Ini soal doa Kiai kita yang digugat, diejek dan direndahkan sesuai kepentingan. Kasus kedua setelah sebelumnya terjadi kasus serupa pada Kiai kita yang lain dalam doa PILPRES.
Penggunaan ‘alayka dalam redaksi doa, misalnya, “Allâhumma ‘alayka bi Fulan”, wajarnya memang berkonotasi negatif; mendoakan keburukan; laknatan. Seperti yang pernah dicontohkan oleh Nabi SAW. Ini tidak bisa disangkal.
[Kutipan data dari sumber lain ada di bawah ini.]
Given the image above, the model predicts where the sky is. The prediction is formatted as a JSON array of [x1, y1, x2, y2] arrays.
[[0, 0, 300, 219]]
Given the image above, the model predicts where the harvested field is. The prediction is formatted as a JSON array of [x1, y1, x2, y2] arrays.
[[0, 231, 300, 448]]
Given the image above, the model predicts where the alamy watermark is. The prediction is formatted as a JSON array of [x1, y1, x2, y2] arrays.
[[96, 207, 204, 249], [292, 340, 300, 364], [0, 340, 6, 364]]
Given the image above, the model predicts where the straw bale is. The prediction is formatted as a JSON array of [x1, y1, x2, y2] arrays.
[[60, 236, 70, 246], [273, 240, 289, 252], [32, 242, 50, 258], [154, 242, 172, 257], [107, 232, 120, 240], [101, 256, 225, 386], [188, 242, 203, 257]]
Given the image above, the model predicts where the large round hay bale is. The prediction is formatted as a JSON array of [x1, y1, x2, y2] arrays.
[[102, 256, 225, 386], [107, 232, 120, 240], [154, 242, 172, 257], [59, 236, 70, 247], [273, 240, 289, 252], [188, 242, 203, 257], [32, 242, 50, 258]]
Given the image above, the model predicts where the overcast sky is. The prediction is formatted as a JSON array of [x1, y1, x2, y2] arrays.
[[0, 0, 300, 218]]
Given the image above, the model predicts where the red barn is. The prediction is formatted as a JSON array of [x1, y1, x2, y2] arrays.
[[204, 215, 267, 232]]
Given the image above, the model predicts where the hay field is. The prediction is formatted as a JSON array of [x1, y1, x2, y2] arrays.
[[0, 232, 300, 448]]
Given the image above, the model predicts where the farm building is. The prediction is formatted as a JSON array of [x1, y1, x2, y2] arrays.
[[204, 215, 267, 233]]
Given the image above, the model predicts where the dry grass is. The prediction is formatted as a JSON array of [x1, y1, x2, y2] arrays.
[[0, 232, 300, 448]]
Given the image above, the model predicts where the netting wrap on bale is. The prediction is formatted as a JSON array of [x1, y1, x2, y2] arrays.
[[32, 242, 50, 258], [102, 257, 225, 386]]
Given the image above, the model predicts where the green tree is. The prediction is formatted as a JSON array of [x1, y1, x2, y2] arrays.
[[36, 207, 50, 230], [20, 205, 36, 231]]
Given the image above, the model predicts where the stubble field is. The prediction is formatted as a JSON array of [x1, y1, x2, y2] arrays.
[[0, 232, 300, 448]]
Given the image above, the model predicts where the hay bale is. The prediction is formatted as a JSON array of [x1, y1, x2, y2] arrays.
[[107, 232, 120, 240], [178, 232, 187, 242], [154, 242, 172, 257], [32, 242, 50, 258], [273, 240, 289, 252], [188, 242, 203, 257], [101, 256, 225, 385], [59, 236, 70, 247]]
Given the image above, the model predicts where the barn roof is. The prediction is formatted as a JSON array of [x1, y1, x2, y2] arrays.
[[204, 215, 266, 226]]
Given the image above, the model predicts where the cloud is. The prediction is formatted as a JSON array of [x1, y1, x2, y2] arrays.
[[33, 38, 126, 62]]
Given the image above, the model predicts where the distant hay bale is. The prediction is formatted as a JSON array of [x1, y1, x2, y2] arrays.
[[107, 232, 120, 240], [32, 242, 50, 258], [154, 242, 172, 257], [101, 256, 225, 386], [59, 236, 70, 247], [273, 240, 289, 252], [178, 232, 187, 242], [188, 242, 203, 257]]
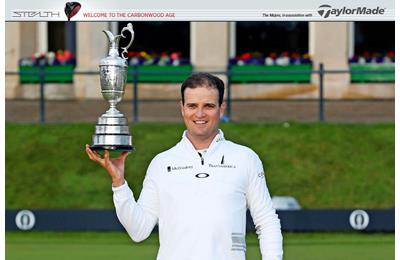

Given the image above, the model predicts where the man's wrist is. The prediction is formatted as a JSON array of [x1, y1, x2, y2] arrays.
[[112, 178, 125, 188]]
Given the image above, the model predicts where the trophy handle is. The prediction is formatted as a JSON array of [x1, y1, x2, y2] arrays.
[[121, 23, 135, 60]]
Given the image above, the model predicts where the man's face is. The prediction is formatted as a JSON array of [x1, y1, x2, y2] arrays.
[[181, 87, 225, 140]]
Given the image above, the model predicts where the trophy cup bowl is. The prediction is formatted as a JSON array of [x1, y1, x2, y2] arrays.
[[91, 23, 134, 151]]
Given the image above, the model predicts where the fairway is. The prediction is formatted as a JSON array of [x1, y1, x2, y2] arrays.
[[6, 232, 394, 260]]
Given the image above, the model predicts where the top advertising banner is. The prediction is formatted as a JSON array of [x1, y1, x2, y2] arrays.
[[5, 0, 395, 21]]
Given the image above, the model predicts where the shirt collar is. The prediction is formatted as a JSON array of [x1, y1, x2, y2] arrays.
[[181, 129, 225, 155]]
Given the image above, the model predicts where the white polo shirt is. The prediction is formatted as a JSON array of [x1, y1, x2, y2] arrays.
[[113, 130, 283, 260]]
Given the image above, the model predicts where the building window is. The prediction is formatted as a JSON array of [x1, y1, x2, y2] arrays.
[[236, 22, 308, 55], [118, 22, 192, 83], [229, 22, 311, 83], [354, 22, 394, 56], [119, 22, 190, 59], [349, 22, 395, 83], [47, 22, 76, 54]]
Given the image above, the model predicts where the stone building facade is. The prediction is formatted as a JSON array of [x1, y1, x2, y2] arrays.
[[5, 22, 394, 99]]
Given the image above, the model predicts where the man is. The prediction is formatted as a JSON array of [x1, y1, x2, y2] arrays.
[[86, 73, 282, 260]]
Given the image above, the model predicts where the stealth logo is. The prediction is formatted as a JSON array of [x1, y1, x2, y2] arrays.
[[317, 5, 385, 18], [64, 2, 81, 21]]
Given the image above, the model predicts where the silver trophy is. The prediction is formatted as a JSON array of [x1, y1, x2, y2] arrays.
[[91, 23, 134, 151]]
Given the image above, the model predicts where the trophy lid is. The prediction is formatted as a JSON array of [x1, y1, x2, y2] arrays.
[[100, 56, 128, 67], [100, 23, 134, 67]]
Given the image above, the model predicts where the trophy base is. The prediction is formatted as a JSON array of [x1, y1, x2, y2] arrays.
[[90, 145, 135, 152]]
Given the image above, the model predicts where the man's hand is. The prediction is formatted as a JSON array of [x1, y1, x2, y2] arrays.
[[86, 144, 129, 187]]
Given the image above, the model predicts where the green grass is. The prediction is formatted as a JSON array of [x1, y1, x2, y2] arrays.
[[5, 232, 394, 260], [5, 123, 395, 208]]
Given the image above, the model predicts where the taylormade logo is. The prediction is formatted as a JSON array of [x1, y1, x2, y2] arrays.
[[318, 5, 385, 18]]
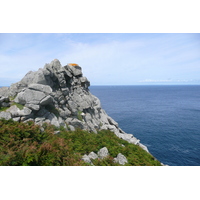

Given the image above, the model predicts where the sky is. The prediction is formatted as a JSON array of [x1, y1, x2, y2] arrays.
[[0, 33, 200, 86]]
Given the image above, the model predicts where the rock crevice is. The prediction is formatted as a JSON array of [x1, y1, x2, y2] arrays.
[[0, 59, 148, 152]]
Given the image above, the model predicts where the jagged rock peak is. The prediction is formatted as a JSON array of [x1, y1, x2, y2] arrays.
[[0, 59, 148, 151]]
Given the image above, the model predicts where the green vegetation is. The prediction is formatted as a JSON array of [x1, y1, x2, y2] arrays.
[[11, 102, 24, 110], [77, 110, 83, 121], [0, 107, 8, 112], [0, 119, 160, 166]]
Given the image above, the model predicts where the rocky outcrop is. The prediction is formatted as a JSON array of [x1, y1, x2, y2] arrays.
[[82, 147, 128, 165], [0, 59, 148, 152]]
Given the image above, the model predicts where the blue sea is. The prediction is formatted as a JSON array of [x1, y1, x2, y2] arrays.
[[90, 85, 200, 166]]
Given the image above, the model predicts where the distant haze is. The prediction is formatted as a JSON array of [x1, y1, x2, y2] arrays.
[[0, 33, 200, 86]]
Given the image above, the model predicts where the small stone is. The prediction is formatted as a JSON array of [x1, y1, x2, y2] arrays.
[[97, 147, 109, 159]]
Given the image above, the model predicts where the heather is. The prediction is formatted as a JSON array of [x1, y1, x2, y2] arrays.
[[0, 119, 160, 166]]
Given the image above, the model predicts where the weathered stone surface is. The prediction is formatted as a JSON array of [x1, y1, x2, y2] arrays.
[[88, 151, 98, 160], [97, 147, 109, 159], [82, 154, 92, 164], [0, 59, 148, 155], [39, 95, 54, 106], [28, 83, 52, 94], [65, 118, 85, 129], [0, 111, 12, 120], [47, 113, 60, 127], [66, 64, 82, 76], [25, 103, 40, 111], [114, 153, 128, 165], [14, 89, 46, 105]]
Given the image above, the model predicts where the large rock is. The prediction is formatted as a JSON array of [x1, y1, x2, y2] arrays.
[[97, 147, 109, 159], [0, 59, 148, 156], [0, 111, 12, 120], [28, 83, 52, 94], [14, 89, 46, 105]]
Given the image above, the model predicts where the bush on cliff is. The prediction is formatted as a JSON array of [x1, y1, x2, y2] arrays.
[[0, 119, 160, 166]]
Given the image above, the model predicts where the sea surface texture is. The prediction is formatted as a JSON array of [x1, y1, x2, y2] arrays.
[[90, 86, 200, 166]]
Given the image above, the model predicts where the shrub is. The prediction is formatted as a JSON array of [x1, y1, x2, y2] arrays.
[[0, 119, 160, 166]]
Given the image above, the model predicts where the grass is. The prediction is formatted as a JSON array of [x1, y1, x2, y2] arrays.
[[68, 63, 79, 66], [12, 102, 24, 110], [0, 119, 161, 166], [0, 107, 9, 112]]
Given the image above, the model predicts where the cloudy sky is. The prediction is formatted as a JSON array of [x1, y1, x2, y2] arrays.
[[0, 33, 200, 86]]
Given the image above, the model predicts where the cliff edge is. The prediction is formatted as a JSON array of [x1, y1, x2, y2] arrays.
[[0, 59, 148, 152]]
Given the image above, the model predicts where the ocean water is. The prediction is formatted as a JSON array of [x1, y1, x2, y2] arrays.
[[90, 85, 200, 166]]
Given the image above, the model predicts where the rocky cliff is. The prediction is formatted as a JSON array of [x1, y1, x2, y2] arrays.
[[0, 59, 148, 152]]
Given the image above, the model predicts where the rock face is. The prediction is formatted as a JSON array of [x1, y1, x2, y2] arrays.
[[0, 59, 148, 152]]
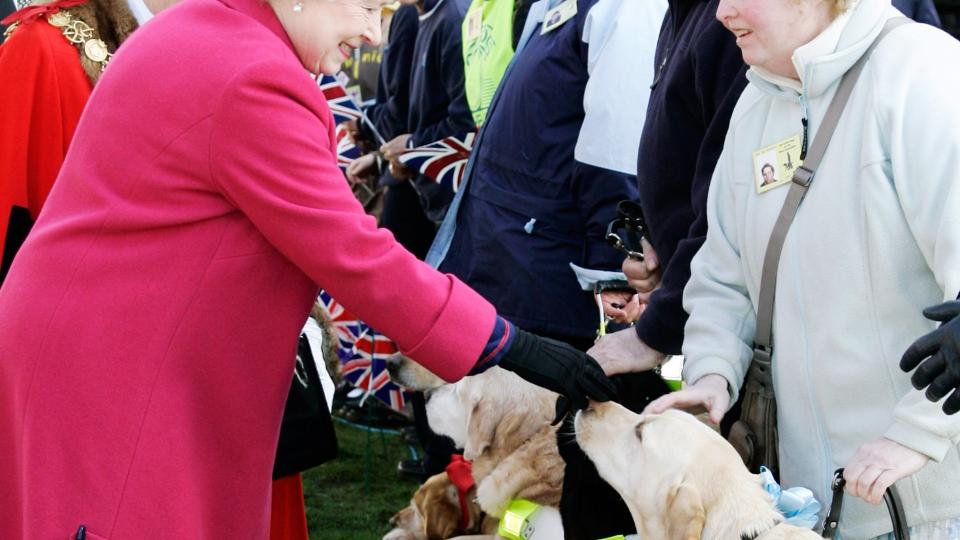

Tetapi, mengejek seorang Ulama yang menggunakan redaksi doa serupa namun tidak semestinya adalah perbuatan yang tidak mencerminkan keadaban.
Terhadap ulama/guru/orang tua yang secara zahir terlihat tergelincir, sikap-beradab kita adalah mencari alternatif pembenaran meskipun jauh (ta’wil ba’id). Terkait penggunaan redaksi doa oleh Kiai kita, misalnya, jika kita anggap salah menurut tradisi penggunaannya, takwilkan saja dengan pendekatan-pendekatan lainnya, mulai dari bahasa hingga ‘rasa’. Pasti bisa. Bahkan jika dari 70 potensi alasan pembenaran yang ada kita tidak menemukan satu alasan saja, jangan salahkan kecuali diri kita sendiri yang tidak pandai menemukannya.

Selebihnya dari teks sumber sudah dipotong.